A new report by real estate firm Hass Consult has named five Nairobi estates where landlords enjoyed higher rental income despite a weakening Shilling.
The report covering the fourth quarter of 2023 released on Monday showed that landlords within parts of the city attracted higher returns on their rented property.
Ongata Rongai led in return on investment recording a 15.4 percent profit margin annually followed by Athi River (15 percent), Kitengela (11.6 percent), Loresho (11.5 percent), and Nyari (9.9 percent).
Hass Consult observed that the higher returns were realized despite a weaker currency which made the property market attractive to foreign investment.
“Although the weaker currency raises input costs for developers on ongoing and future projects, it makes the Kenyan property market attractive to foreign investment, buoying asking prices due to augmented demand from these investors,” Sakina Hassanali, Head of Development, Consulting and Research at Hass Consult stated.

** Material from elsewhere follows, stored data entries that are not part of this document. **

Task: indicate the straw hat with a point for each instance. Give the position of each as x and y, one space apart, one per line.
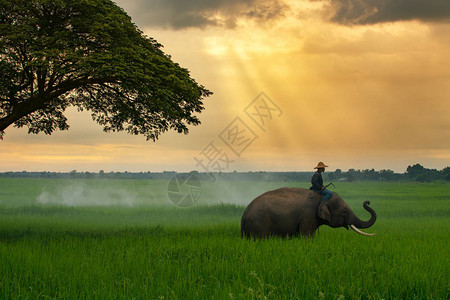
320 165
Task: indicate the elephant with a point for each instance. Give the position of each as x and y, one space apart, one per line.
290 212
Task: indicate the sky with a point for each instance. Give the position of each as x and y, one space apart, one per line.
354 83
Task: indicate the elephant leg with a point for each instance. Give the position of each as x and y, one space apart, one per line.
308 229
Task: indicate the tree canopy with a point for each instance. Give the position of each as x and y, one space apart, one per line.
88 54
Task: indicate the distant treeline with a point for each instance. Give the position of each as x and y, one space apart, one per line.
416 173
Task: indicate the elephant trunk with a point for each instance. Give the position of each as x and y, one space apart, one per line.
365 224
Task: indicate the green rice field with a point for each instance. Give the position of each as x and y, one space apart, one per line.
124 239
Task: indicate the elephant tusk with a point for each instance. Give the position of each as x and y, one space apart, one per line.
360 232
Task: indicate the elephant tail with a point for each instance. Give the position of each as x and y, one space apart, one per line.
242 227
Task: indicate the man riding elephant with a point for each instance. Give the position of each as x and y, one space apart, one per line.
317 182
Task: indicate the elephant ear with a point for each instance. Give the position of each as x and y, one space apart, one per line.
324 212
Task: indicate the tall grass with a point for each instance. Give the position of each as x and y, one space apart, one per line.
162 252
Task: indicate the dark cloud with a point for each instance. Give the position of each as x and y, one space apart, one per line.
179 14
379 11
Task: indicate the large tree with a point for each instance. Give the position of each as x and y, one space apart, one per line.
89 54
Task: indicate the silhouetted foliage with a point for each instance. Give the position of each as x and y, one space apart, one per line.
88 54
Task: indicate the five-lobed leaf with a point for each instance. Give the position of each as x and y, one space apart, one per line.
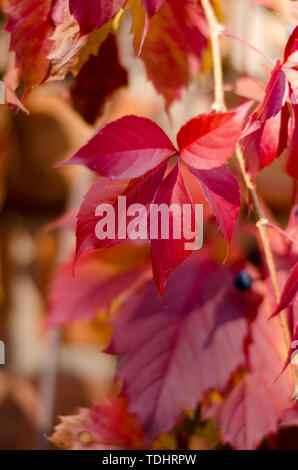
152 6
171 355
209 140
258 402
99 77
167 254
126 148
173 48
97 282
104 426
290 290
93 14
105 191
221 190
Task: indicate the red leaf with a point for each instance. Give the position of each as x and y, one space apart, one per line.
292 45
170 356
30 30
291 417
291 154
104 426
289 291
167 254
209 140
152 6
258 402
97 80
105 191
126 148
172 50
266 143
93 14
96 284
221 190
274 98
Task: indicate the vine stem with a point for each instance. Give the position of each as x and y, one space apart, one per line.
216 30
251 46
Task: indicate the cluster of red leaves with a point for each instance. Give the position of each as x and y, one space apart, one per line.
52 37
206 339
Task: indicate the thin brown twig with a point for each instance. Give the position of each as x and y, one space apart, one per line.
215 32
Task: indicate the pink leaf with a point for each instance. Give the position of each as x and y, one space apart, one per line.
93 14
289 291
30 32
167 254
264 144
173 48
209 140
100 76
221 190
104 426
126 148
97 282
292 45
291 154
152 6
257 403
170 356
105 191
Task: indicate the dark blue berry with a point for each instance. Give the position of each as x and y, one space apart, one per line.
243 280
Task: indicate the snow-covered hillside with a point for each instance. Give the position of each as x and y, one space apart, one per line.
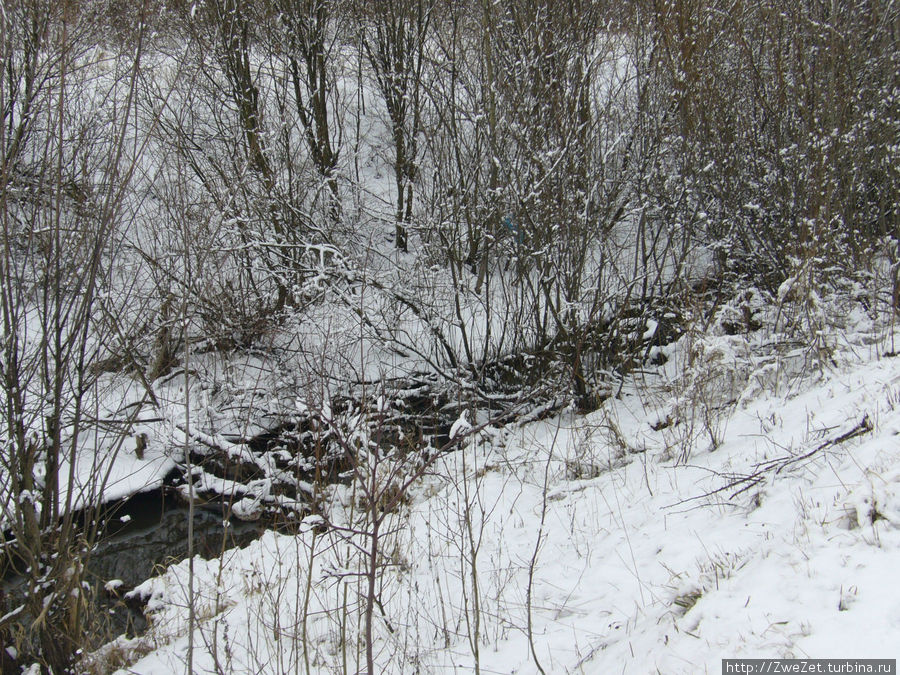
619 541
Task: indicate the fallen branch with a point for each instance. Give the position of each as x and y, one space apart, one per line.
746 482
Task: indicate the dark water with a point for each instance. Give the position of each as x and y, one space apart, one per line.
141 536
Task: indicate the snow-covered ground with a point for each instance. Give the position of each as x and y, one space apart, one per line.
754 512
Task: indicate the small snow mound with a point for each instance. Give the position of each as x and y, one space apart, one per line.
247 508
461 426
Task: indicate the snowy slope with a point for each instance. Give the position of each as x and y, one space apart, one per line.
631 554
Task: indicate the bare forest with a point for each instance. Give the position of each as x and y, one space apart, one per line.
284 258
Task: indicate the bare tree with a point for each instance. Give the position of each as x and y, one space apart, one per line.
395 46
66 169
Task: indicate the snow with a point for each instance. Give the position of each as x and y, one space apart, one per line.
634 555
461 426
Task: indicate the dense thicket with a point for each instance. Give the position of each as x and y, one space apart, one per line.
477 183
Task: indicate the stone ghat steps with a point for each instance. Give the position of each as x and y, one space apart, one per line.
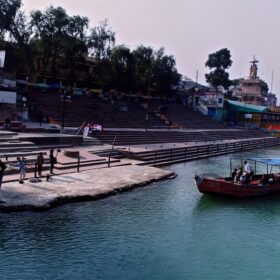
16 144
85 164
105 153
177 155
5 134
73 169
22 150
141 137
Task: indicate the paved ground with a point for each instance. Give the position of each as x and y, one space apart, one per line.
92 185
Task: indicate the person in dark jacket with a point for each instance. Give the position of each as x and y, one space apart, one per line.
39 163
2 169
53 161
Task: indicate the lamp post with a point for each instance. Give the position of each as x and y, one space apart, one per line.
64 98
63 109
147 119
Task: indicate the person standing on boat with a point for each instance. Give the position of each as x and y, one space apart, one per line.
2 169
248 168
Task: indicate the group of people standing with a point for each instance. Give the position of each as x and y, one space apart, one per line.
243 177
22 164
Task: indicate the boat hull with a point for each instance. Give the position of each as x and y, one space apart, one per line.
219 186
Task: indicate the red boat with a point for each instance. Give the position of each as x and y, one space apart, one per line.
255 187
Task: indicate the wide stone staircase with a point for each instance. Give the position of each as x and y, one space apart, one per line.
162 156
137 137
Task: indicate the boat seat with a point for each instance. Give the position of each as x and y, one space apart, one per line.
254 182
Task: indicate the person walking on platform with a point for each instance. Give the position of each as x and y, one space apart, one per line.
2 169
39 163
21 164
53 161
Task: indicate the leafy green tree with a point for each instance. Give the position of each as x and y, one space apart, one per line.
144 62
219 62
21 45
50 29
74 46
101 41
8 11
122 65
165 72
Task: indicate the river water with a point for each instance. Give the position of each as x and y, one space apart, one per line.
167 230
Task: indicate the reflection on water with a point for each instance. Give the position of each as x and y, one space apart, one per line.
167 230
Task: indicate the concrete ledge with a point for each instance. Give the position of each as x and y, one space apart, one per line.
90 185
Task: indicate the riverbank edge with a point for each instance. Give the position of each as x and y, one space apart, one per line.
61 200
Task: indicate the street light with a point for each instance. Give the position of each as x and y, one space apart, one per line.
147 119
64 98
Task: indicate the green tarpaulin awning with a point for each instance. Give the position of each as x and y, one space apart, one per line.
245 108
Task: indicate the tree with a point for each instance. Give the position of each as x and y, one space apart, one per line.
165 72
101 41
8 11
122 65
50 29
219 61
143 61
74 45
21 44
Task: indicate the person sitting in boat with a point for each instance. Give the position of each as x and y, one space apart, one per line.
271 179
244 178
233 173
237 176
264 180
248 168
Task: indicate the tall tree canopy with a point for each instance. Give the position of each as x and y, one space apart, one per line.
8 11
101 41
219 62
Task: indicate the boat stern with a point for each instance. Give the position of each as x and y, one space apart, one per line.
198 179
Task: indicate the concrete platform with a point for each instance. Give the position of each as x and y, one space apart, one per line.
89 185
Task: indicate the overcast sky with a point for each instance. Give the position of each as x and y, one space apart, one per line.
191 29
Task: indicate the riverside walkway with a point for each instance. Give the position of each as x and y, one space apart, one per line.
84 186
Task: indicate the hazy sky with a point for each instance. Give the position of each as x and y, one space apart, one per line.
191 29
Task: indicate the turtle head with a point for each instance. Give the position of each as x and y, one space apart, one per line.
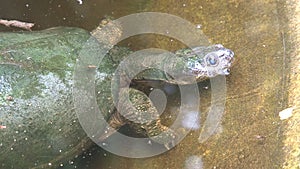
207 62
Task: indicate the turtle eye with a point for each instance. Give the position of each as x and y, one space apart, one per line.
212 60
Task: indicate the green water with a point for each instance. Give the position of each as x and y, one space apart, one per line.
251 135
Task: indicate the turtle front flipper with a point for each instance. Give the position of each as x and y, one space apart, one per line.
141 115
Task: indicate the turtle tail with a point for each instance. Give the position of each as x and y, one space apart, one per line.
115 122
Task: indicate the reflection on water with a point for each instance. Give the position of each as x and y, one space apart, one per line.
251 135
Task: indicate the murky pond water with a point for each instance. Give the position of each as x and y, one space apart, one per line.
250 134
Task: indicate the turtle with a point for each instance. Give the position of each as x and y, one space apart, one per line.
37 99
189 65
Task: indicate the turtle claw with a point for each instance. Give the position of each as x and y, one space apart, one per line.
170 145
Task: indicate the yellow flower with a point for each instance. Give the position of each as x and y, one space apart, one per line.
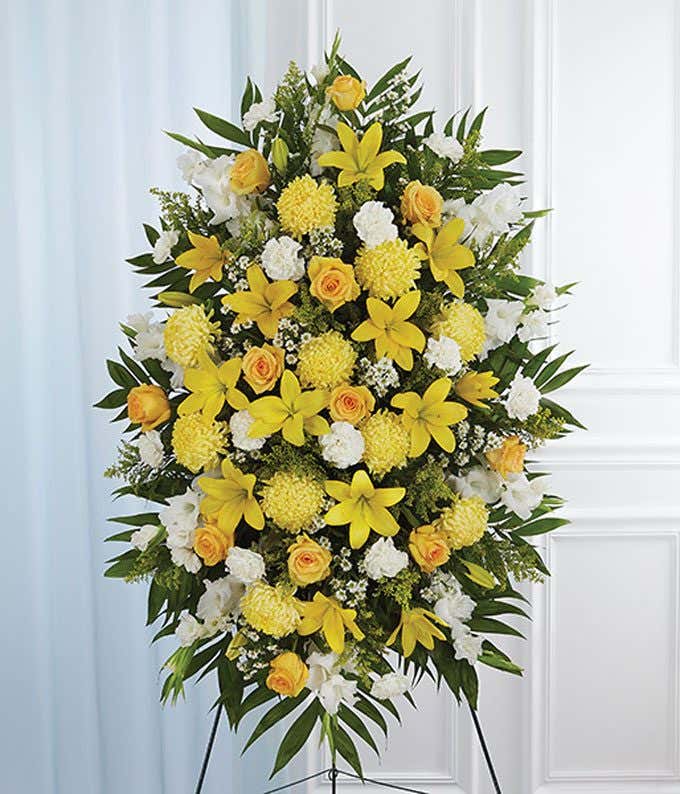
363 507
231 498
417 625
324 613
429 416
360 160
292 413
474 387
264 303
207 258
212 386
394 337
444 253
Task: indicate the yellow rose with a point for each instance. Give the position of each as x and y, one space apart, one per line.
250 173
350 403
308 562
428 547
508 458
148 406
262 367
421 204
288 674
332 281
346 92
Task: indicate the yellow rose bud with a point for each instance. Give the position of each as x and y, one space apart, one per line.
332 281
346 92
308 562
148 406
421 204
350 403
508 458
288 674
250 173
428 547
262 367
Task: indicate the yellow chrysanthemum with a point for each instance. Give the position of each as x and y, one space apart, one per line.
386 441
291 500
305 205
464 522
326 361
270 610
388 270
198 442
463 323
188 332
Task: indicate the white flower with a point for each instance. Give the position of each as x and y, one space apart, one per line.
383 559
444 146
389 686
164 245
522 399
239 424
280 259
244 565
259 112
143 536
374 224
444 354
343 446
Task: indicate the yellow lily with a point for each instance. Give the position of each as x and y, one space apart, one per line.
292 413
417 625
474 387
327 614
207 258
444 253
264 303
393 336
212 386
231 498
429 416
363 507
359 159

These returns competed favourably with those of Treasury bills and bonds whose net returns ranged from 9.5 percent to 17 percent in 2023.
“Concerns about the safety of bonds due to the government’s high debt exposure however saw some investors seek alternative investments, which included property,” added the report.
“The property returns from the best-performing satellite towns and suburbs also outperformed the NSE 20 Share Index, which had a return of -9.4 percent in 2023, and bank savings that averaged 3.8 percent in interest through the first 10 months of the year.”
According to Hass Consult, Kenyans purchased properties at increased prices in the fourth quarter of 2023 as the weakening shilling affected the cost of materials.
This was evident in all 18 city suburbs which recorded higher returns for all house purchases.
Langata led followed by Ridgeways and Spring Valley, while in the satellite towns, Juja, Kitengela, and Athi River were top performers during the quarter.